Chronic Pain and Gut Microbiota Composition: A Pain Site-Specific Analysis

by Archynetys Health Desk

New Study Reveals Connections Between Chronic Pain and Gut Microbiota

Chronic pain is a prevalent issue worldwide, affecting physical, psychological health, and economic well-being. According to recent studies, chronic pain is reported in 39% of Japanese populations and ranges from 35% to 51% in the United Kingdom. In adult Europeans, it occurs in 19% of the population, and in the United States, 20.5% of adults experience pain daily.

Potential Causes of Chronic Pain

The origins of chronic pain are complex, encompassing alterations in the nervous system, musculoskeletal deterioration, immune system disorders, physical attributes, and psychological states. Emerging research points to the gut microbiota (GM), which significantly influences these factors, potentially playing a critical role in chronic pain.

Gut Microbiota and Chronic Pain

Signaling molecules derived from the gut microbiota, such as metabolites, neurotransmitters, and neuromodulators, influence the pathogenesis of chronic pain by interacting with specific receptors and modulating both peripheral and central sensitization. These mediators play a key role in regulating primary nociceptive neuron excitability in the peripheral nervous system, contributing to peripheral sensitization. In the central nervous system, they can affect neuroinflammatory processes and central sensitization by activating blood-brain barrier cells, microglia, and infiltrating immune cells.

Study Participants and Methodology

Researchers conducted a cross-sectional survey involving 178 chronic pain patients who visited Aichi Medical University Hospital for pain management between April 2019 and June 2022. The study also included 125 healthy controls matched on age and gender. Participants’ fecal samples were collected for gut microbiota analysis.

Demographic and Medical Data

Key information assessed included age, gender, body mass index (BMI), pain intensity, pain location, psychological status, and drug use. Pain intensity and location were recorded using standardized metrics. Psychological status was evaluated using the Hospital Anxiety and Depression Scale (HADS) and the Pain Catastrophizing Scale. Data on medication use, primarily drugs used for pain management, were also collected.

Gut Microbiota Analysis

The analysis of gut microbiota composition was performed using 16S rRNA gene sequencing. The Shannon index was used to measure alpha diversity, representing the richness or diversity of bacterial genera in the sample. Beta diversity, indicated by unweighted and weighted unifrac distances, was used to compare differences in gut microbiota composition between groups.

Findings

The study revealed that chronic pain patients exhibited significantly lower gut microbiota diversity as compared to healthy controls, despite no significant differences in diversity among different pain groups. Certain bacterial families were more abundant in specific chronic pain groups:

  • Patient with whole-body pain had higher levels of the Eggerthellaceae family and lower levels of Halomonas, Lachnospira.
  • Patients with low back and lower extremity pain had more Fusobacterium and Sellimonas but fewer Halomonas, Romboutsia, Subdoligranulum, Faecalibacterium, ErysipelotrichaceaeUCG_003, and Ruminococcaceae.
  • Headache patients showed more Actinomycetaceae, Eggerthellaceae, and fewer Romboutsia and Turicibacter.
  • Participants with neck, upper back, and upper extremity pain exhibited higher Oscillibacter, Flavonifractor, Ruminococcus_torquesgroup, Clostridium_innocuum group, Eggerthella, and lower Halomonas, Romboutsia, and Coprococcus.

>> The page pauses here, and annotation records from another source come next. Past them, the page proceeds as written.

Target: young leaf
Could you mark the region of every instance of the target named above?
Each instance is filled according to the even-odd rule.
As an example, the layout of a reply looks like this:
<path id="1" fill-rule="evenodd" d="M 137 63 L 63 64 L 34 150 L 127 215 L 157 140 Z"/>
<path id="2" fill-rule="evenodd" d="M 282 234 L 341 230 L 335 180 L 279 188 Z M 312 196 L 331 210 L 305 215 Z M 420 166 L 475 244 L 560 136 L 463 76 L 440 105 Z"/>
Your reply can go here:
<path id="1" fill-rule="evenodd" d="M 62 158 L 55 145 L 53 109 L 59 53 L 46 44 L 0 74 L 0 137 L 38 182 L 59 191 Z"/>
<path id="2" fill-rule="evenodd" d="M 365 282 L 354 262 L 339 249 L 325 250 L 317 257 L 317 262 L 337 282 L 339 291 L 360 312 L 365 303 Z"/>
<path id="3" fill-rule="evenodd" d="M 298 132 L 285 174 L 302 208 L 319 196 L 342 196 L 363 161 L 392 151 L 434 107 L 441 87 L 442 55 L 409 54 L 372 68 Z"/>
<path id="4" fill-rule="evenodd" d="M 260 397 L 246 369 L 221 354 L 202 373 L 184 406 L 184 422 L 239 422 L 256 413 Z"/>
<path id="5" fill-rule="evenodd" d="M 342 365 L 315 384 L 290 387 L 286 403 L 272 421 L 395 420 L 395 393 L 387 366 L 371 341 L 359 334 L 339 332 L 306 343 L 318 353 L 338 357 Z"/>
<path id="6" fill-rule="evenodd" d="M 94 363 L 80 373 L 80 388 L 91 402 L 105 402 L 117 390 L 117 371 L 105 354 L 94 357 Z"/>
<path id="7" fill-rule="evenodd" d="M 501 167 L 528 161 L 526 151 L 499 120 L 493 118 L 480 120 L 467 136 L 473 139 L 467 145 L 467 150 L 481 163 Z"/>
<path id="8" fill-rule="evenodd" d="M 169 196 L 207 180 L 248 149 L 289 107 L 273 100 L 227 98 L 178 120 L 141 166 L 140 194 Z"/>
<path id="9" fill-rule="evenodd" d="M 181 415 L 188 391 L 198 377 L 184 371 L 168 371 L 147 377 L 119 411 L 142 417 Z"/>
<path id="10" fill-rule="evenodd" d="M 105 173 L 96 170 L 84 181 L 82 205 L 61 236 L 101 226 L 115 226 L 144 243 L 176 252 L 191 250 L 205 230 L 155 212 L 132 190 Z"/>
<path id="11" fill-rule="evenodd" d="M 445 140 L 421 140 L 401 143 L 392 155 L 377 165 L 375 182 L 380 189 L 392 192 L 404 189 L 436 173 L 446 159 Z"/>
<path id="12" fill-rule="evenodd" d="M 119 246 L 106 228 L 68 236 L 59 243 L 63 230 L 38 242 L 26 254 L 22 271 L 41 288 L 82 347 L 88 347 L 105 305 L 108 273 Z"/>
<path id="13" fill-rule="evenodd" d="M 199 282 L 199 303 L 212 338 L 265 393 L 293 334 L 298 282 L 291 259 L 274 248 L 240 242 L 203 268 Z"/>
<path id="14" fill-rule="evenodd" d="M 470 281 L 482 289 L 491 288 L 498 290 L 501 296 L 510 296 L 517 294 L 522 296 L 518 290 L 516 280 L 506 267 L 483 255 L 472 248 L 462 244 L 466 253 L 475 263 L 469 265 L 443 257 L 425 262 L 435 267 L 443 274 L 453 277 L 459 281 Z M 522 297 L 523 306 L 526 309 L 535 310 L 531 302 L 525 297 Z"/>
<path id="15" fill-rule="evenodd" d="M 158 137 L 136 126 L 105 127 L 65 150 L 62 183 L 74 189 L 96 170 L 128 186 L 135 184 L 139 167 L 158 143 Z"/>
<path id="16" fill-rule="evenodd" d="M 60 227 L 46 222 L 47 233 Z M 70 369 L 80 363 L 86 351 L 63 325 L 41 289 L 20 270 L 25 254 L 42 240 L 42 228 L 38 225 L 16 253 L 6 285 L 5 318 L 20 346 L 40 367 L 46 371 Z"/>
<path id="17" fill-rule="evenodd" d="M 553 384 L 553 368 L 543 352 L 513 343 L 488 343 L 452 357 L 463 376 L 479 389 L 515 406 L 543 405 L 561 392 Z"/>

Impact of Gut Microbiota on Pain

The study suggests that gut microbiota plays a crucial role in chronic pain, with differences in microbial composition observed across various pain types. However, the exact mechanisms and causality between gut microbiota composition and chronic pain need further investigation.

Limitations of the Study

Several limitations were identified including:

  • The study only demonstrated differences in GM composition between chronic pain patients and controls, not the impact of these changes on pain.
  • Small sample sizes for each pain group.
  • A higher frequency of females in all groups, potentially introducing gender bias.
  • The influence of medications on gut microbiota was not fully accounted for.

Conclusion

This research highlights the potential for the gut microbiota to influence chronic pain and suggests that understanding the relationship between gut health and pain could lead to new therapeutic approaches. Future studies should explore the因果 relationship between specific gut bacteria and chronic pain types, as well as the impact of treatment-mediated changes in gut microbiota.